Single by Jay Sean featuring Gucci Mane and Asian Doll
- Released: 8 March 2019
- Genre: R&B
- Length: 3:15
- Label: Republic
- Songwriter(s): Kamaljit Singh Jhooti; Radric Delantic Davis; Misharron Jamesha Allen;

Jay Sean singles chronology
| "Cherry Papers" (2018) | "With You" (2019) | "Surma Surma" (2020) |

Gucci Mane singles chronology
| "Shoebox" (2019) | "With You" (2019) | "Bacc At It Again" (2019) |

Asian Doll singles chronology
|  | "With You" (2019) |  |

= With You (Jay Sean song) =

"With You" is a song by English singer Jay Sean, featuring American rappers Gucci Mane and Asian Doll, from Sean's upcoming fifth studio album. The song was released on 8 March 2019.

==Background==
It is Sean's first release under the label Republic.

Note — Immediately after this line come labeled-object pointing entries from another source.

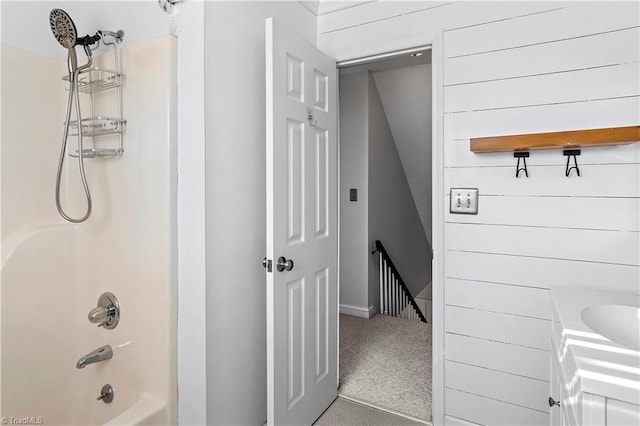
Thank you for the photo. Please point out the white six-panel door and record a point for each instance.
(302, 214)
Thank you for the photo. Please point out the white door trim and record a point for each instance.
(437, 225)
(191, 363)
(438, 204)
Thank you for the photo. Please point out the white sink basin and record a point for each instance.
(618, 323)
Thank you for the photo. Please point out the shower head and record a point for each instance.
(63, 28)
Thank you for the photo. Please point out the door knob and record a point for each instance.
(283, 264)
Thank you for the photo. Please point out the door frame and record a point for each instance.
(438, 194)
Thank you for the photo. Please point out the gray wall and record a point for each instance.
(235, 203)
(393, 217)
(406, 97)
(354, 174)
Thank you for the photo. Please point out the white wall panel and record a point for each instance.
(615, 214)
(573, 244)
(586, 18)
(618, 47)
(607, 180)
(497, 385)
(598, 83)
(504, 298)
(498, 356)
(523, 331)
(490, 411)
(538, 272)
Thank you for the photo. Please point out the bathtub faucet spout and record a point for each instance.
(101, 354)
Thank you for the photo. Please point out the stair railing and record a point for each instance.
(395, 298)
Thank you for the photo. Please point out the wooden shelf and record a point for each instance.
(564, 140)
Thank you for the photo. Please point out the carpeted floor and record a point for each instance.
(348, 413)
(386, 361)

Sean re-signed with Republic after he left Cash Money in 2014.

==Music video==
A lyric video of the song was released on YouTube on 7 March 2019. A music video was released on 23 April 2019.

==Charts==

Chart performance for "With You"
| Chart (2020) | Peak position |
|---|---|
| New Zealand Hot Singles (RMNZ) | 30 |
| Romania (Airplay 100) | 53 |

== Certifications ==

Certification for "With You"
| Region | Certification | Certified units/sales |
| New Zealand (RMNZ) | Gold | 15,000^{‡} |
^{‡} Sales+streaming figures based on certification alone.